|Start:||December 1828 ||Observed|
|Active; type of activity not specified: ||
Grewingk (1850, translated 2003 by Fritz Jaensch) reports that Litke reported that in 1828, Tanak-Angunak had an active volcano, with hot springs at its base. The English translation of Litke "A voyage around the world, 1826-1829) does not contain reference to this event. However, the English translation does not cover all of Litke's publications for this voyage, which he published in both Russian and French. There is also some confusion as to whether "Tanak-Angunach" refers to Carlisle volcano or Mount Cleveland. From Miller and others (1998): "Various names were applied to Carlisle on early hydrographic charts, including Uliaga, Kigalgin and variants thereof; it was also sometimes referred to along with the western half of Chuginadak Island, as Tanak-Angunak. It is thus possible that some of the activity ascribed to Carlisle should be attributed to Uliaga or Mount Cleveland (Coats, 1950)."
In support of this particular "Tanak-Angunak" referring to Chuginadak Island (the island Cleveland Volcano is part of) is Grewingk's description of Tanak-Angunak: "* * * oblong with a steep south side.

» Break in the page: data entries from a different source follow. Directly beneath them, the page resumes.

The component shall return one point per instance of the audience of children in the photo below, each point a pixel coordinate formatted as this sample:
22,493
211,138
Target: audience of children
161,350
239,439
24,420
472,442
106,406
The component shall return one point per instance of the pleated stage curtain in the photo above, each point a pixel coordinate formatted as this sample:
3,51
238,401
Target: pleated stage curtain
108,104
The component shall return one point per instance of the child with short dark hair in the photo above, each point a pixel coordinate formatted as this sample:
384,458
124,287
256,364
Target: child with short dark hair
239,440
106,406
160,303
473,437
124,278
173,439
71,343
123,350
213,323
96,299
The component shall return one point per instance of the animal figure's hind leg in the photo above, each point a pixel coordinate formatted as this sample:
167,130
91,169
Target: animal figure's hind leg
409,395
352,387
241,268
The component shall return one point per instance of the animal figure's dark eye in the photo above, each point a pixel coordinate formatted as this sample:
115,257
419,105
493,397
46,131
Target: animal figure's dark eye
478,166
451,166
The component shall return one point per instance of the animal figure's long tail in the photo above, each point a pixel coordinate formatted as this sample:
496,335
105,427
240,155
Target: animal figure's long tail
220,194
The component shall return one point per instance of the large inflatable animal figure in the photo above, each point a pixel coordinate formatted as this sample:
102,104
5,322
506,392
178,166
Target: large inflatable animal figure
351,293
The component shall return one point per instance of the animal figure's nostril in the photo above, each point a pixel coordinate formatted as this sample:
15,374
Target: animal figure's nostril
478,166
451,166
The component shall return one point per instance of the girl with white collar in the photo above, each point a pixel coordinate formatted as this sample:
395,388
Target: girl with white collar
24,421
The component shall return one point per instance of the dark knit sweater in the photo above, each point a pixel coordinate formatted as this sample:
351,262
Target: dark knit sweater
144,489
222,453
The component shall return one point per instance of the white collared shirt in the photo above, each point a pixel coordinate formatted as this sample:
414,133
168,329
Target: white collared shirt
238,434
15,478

An active volcano rises on its western side. According to an Aleutian legend it once formed an island by itself. But the dividing strait was filled in when a mountain collapsed. At the foot of this mountain there is a spring so hot that it can be used to cook in." This description fits with the two part appearance of Chuginadak Island, and does not match the single-circle shape of Carlisle Island.